Ora, questo libro ci propone di guardare a un versante meno noto dello scrittore toscano, quello appunto giornalistico, rendendoci anche chiare alcune scelte di letteratura e di «ideologia», fasi di simbiosi o vicinanza tra le due, specie nella parentesi dell’impegno resistenziale, e alcuni passaggi dall’una all’altra, in particolare quello dell’ultimo periodo antimilitarista, in cui l’aspetto politico, e cioè la battaglia pacifista, prende sempre più il sopravvento. Dopo numerose e variegate esperienze pubblicistiche (quella con «Il Mondo» si colloca tra il 1950 e il 1954), Cassola cede alle insistenze del «Corriere», già avanzate da Mario Missiroli e da Alfio Russo, solo quando ne sarà direttore Giovanni Spadolini: solo dal 1968 comincia infatti a collaborare per la Terza pagina, con una rubrica ideata per lui dallo stesso Spadolini con il titolo Fogli di diario.

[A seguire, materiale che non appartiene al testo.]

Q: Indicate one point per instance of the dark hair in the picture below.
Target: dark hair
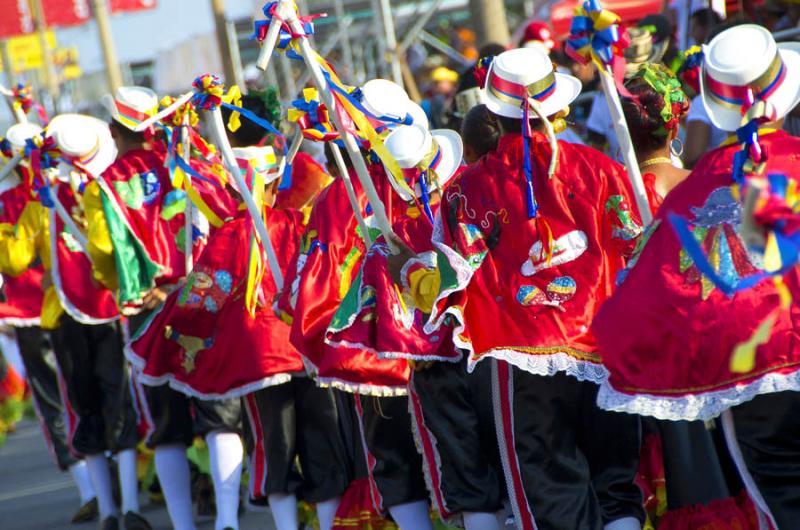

In precedenza, Cassola, a partire dal 1953, aveva firmato sul quotidiano solo sporadici racconti. Ma è con i Fogli che la sua presenza prende regolare sostanza, sempre nella posizione di elzeviro. Saranno articoli di vario tenore: spesso si parte da spunti autobiografici e memoriali per aprire a considerazioni di carattere generale sulla cultura, sulla letteratura, sulla poesia, sul cinema.
Si va dalle opinioni su Giacomo Leopardi «spettatore che perde quasi coscienza di sé» (e di cui solo «poche poesie vale la pena di tornar sempre a rileggere») a quelle sull’amato D. H. Lawrence, che gli piace perché noioso, aderendo a un pensiero confidatogli dall’amico Romano Bilenchi («Un libro dev’essere noioso»). Si va dal disgusto per certa cinematografia «incomprensibile» e intellettualistica all’«insuperabile fastidio» per Giovanni Pascoli («Uno zitellone, piagnucoloso e senza carattere, succubo quindi del cattivo gusto del tempo»). Ad apertura di pagina si trovano nel volume illuminazioni impreviste e idiosincrasie espresse sempre con estrema distanza anche se con durezza, come nel caso di Philip Roth, il cui Lamento di Portnoy viene definito «ignobile» e «confezionato secondo la ricetta del successo: dissacrazione, sesso, particolari fisiologici ripugnanti, chiacchiere intellettuali», oltre all’«ostentato disinteresse per la forma».
Nel disegnare la parabola della collaborazione per il «Corriere», Alba Andreini motiva la struttura del volume. La prima sezione coincide con i Fogli di diario confluiti nel volume Rizzoli omonimo uscito nel 1974, dove l’autore selezionò un nucleo di interventi, scartando quelli polemici e raccogliendo quelli «lirici», personali, autobiografici: un libro che piacque molto ad Anna Maria Ortese, che in una lettera ne esaltò «il coraggio della desolazione». La seconda parte riunifica i pezzi della rubrica non raccolti in volume. La terza, più disomogenea, mette insieme gli articoli estranei alle prime due sezioni e apparsi dagli inizi (1953) alla fine della collaborazione (1984). Memorabile, in questa sezione, un’intervista di Guido Vergani apparsa nel 1976: «Adesso che mi sono scaricato di certi complessi, glielo faccio vedere io cos’è l’impegno a certi signori (...). La storia dell’impegno italiano da Vittorini a Fortini è tutta una risata. È una nuova forma di arcadia».